Muthengi, E., Gitau,T., Austrian, K. PLOS ONE (May 2016), doi: 10.1371/journal.pone.0155988.

This study focused on the association between work and experience of physical violence among married adolescents, and looked at the impact of access to independent financial resources on this risk. Between August and December 2013 the authors used a dataset of 452 adolescent girls residing in low-income, informal settlements (slums) in four Kenyan cities and towns: Nairobi, Kisumu, Nakuru, and Thika. This activity was part of a baseline survey for an intervention to build social, health, and economic assets for vulnerable young women in these cities. About one-fourth of girls who worked had experienced physical violence during the previous six months, compared with 16 percent of girls who did not work. Major factors associated with reduced odds of experiencing physical violence were primary education, secondary education, and ownership of jewelry. Working with no regular savings was associated with greater odds of intimate partner violence, compared to girls not working. Saving regularly was not associated with violence; and partner trust regarding money was associated with 63 percent lower likelihood of violence compared with not having partner trust. The authors concluded that while economic empowerment in the form of work for married adolescent girls may increase their risk of experiencing violence, having savings can be protective.

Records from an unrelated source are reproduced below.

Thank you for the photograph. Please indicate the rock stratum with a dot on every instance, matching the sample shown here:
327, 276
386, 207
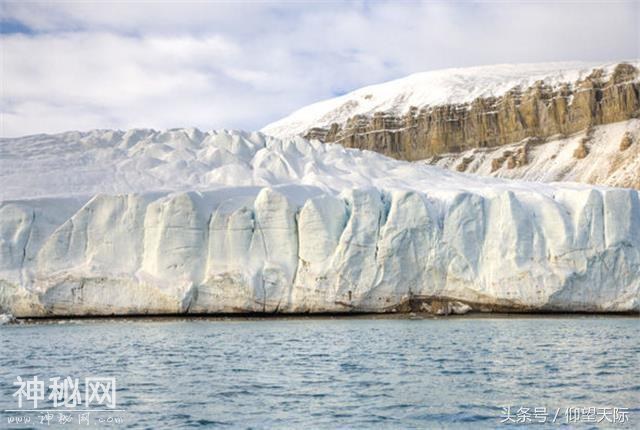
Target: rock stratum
186, 222
465, 111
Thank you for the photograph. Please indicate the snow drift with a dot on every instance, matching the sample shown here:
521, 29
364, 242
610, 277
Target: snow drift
182, 221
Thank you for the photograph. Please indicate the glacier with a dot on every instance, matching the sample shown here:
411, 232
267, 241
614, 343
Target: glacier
189, 222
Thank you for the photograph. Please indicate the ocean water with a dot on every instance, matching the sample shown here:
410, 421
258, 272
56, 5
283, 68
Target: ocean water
335, 372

Reports, Guidelines, and Tools

United National General Assembly (June 2016).

The Political Declaration on Ending AIDS calls on the world to achieve the following goals:

  • Reduce new HIV infections to fewer than 500,000 globally by 2020
  • Reduce AIDS-related deaths to fewer than 500,000 globally by 2020
  • Eliminate HIV-related stigma and discrimination by 2020.

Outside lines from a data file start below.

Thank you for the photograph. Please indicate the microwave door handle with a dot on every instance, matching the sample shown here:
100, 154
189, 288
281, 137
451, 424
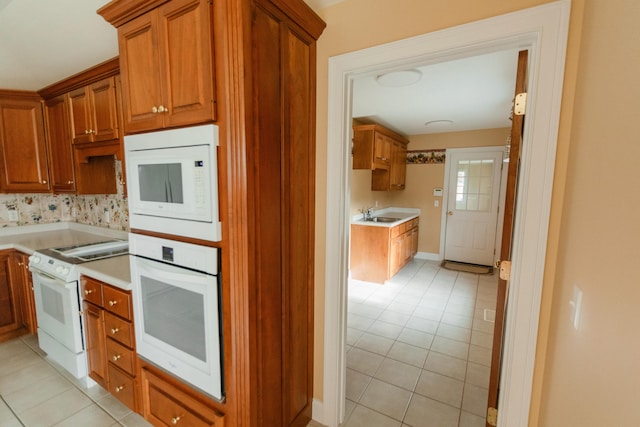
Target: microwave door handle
167, 192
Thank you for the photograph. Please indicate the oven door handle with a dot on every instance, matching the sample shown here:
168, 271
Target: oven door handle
44, 277
164, 272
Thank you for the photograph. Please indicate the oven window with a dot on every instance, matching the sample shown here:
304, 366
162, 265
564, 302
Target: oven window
174, 316
52, 304
161, 183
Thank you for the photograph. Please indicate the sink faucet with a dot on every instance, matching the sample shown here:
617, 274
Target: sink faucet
367, 214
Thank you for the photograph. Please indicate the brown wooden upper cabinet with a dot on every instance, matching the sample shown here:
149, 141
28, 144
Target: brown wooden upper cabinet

The Political Declaration endorses outreach for key populations (sex workers, men who have sex with men, people who inject drugs, transgender people, and prisoners). It also commits to addressing the disproportionate burden of HIV on women and girls, achieving gender equality, investing in women’s leadership, and ending all forms of violence and discrimination against women and girls. It recognizes that progress in protecting and promoting the human rights of people living with, at risk of, and affected by HIV. Countries committed to urgently addressing low treatment coverage rates among children living with HIV, eliminating new infections among children, and ensuring that their mothers have access to antiretroviral therapy. They also agreed to intensify outreach in locations of high HIV transmission. Leaders made commitments for effective allocations of funds to implement a Fast-Track HIV response; and Member States promised to enhance monitoring and accountability, while endorsing the more active involvement of people living with, affected by, and at risk of HIV. 

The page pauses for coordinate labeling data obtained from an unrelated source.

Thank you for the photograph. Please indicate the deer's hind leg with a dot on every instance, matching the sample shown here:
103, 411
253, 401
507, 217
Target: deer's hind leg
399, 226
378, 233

Joint United Nations Programme on HIV/AIDS (UNAIDS) (May 2016).

This report states that since 2010, the extraordinary scale-up of antiretroviral treatment (ART) by many of the world’s most affected countries has reduced AIDS-related deaths from 1.5 million in 2010 to 1.1 million in 2015. Global ART coverage reached 46 percent at the end of 2015. Gains were greatest in eastern and southern Africa, where coverage increased from 24 percent in 2010 to 54 percent in 2015, reaching a total of 10.3 million people. However, declines in new HIV infections among adults have slowed alarmingly in recent years; the estimated annual number of new infections remains nearly static at about 9 million. Again, the largest reduction in new adult infections occurred in eastern and southern Africa. The Asia and Pacific regions and western and central Africa achieved more gradual declines. New adult infection rates were relatively stable in Latin America and the Caribbean, western and central Europe, North America, the Middle East, and North Africa. However, the annual number of new HIV infections in Eastern Europe and Central Asia increased by 57 percent. UNAIDS urges countries to continue to scale up HIV prevention programs while maintaining the rollout of treatment, and to work closely with civil society, communities, and people living with HIV, to ensure that they know where their epidemics are concentrated and that they have the right services in the right places.